Zeroing in on What Causes Flesh-Eating Infections

By Ruth Kava — Mar 08, 2018
What turns a relatively minor skin injury into the life-threatening horror show? That would be necrotizing soft tissue infection, otherwise known as a flesh-eating bacterial infection. New research suggests that a lack of antibodies against Streptococcus bacteria is a likely risk factor.
Streptococcus bacteria

It's the stuff of nightmares — a small injury that turns deadly as a result of the unbridled proliferation of a common bacterium, such as Streptococcus sp. Known as necrotizing fasciitis, necrotizing soft tissue infection (NSTI) or in headlines flesh-eating bacterial infection, the condition can result in amputation of an affected limb, toxic shock, and loss of life. But what allows the bacteria to run amok in some people, while others have a small wound that heals easily? Recent research supplies one clue — a lack of antibodies against the causative bugs.

Dr. Anshu Babbar from the Helmholz Centre for Infection Research, Braunschweig, Germany, and colleagues investigated the role of pre-existing antibodies to Streptococcus pyogenes in patients who harbored that bacterium. They sampled blood from people with (14) and without (2) NSTI.

At the beginning of the study they found that the plasma from NSTI patients did not contain antibodies to S. pyogenes or to any of the toxins that bacterium produced. In contrast, the patients who had soft tissue infections caused by S. pyogenes  (but not NSTI) did present with antibodies to both the bacteria and to many of its toxins.

Half of the NSTI patients were treated with intravenous infusions of IgG antibodies (IVIG), and three days later their plasma was again tested for the presence of antibodies against the bacterial toxins. The investigators found that the untreated patients did develop antibodies against some, but not all, of the S. pygenes toxins. In contrast, those who had been treated with IVIG at day 0 of the study developed antibodies against most of the toxins.
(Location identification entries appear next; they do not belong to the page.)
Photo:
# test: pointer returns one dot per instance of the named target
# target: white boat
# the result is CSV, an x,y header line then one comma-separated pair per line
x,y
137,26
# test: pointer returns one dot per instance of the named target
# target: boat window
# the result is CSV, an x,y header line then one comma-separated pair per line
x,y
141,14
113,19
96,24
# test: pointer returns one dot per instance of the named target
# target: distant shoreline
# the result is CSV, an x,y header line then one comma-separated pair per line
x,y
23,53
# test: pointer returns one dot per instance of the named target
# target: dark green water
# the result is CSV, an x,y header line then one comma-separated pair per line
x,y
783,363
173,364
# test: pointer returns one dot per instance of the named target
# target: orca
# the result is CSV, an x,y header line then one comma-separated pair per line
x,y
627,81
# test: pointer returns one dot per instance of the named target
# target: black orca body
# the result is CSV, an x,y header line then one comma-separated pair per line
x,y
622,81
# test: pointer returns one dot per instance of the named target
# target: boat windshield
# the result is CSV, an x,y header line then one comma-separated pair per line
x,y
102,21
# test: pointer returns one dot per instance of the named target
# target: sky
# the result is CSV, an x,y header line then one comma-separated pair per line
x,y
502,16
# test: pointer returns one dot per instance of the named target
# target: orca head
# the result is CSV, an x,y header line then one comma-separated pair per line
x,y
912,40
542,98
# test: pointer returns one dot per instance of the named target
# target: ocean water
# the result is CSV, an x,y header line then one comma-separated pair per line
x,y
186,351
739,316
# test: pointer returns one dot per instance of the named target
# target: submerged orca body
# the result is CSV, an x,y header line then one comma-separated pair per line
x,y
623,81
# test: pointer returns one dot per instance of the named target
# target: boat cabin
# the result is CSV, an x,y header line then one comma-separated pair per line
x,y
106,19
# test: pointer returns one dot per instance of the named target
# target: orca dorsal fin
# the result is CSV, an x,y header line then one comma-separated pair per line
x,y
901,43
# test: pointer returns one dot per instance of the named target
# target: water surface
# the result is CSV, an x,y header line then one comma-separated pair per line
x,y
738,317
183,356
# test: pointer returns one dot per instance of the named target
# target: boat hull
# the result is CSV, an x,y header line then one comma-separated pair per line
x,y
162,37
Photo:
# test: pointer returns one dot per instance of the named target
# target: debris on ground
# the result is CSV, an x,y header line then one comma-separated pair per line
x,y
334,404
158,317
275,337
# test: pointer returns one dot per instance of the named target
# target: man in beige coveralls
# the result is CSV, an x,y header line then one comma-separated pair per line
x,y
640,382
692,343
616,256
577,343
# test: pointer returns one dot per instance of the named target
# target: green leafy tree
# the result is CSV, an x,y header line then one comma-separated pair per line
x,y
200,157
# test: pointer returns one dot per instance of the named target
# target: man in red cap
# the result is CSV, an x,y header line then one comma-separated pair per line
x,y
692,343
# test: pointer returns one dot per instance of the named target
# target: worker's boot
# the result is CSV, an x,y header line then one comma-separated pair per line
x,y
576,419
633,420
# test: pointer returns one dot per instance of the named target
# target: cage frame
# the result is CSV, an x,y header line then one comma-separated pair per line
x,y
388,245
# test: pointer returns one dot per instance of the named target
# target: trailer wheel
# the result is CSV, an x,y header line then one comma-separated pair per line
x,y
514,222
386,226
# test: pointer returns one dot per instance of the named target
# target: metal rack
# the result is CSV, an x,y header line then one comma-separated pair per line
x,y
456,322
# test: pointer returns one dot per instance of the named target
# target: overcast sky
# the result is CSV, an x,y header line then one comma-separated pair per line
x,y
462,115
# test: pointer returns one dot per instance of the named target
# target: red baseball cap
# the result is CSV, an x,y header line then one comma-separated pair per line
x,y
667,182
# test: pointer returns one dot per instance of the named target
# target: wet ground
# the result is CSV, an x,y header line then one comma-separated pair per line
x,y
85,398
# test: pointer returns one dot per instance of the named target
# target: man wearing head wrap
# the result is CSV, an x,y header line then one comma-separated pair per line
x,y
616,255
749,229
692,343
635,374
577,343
They noted

“These results indicate that IVIG treatment provides the NSTI patients with a pool of antibodies against a wide array of exotoxins that complement those that may not be induced by the natural infection."

and

“[P]re-existing antibodies against the whole repertoire of exotoxins…may prevent the progression of soft tissue infection into severe NSTI. The opposite could also be the case and patients lacking antibodies against specifc S. pyogenes exotoxins may be at risk for developing NSTI.”

Importantly, they noted that IVIG treatment must be initiated very early in the development of NSTI — once the condition is established the treatment will not be effective.

These results suggest a means of detecting which soft tissue infections are likely to progress to NSTI. If an antibody test demonstrates that antibodies to the infecting bacteria aren’t present, then early treatment with IVIG could prevent the progression to NSTI. Of course, this research used only one type of bacteria, and it’s not clear that other types that could cause NSTI could also effectively be treated with IgG, but it presents a framework to discover if these results could be generalizable to other infective organisms.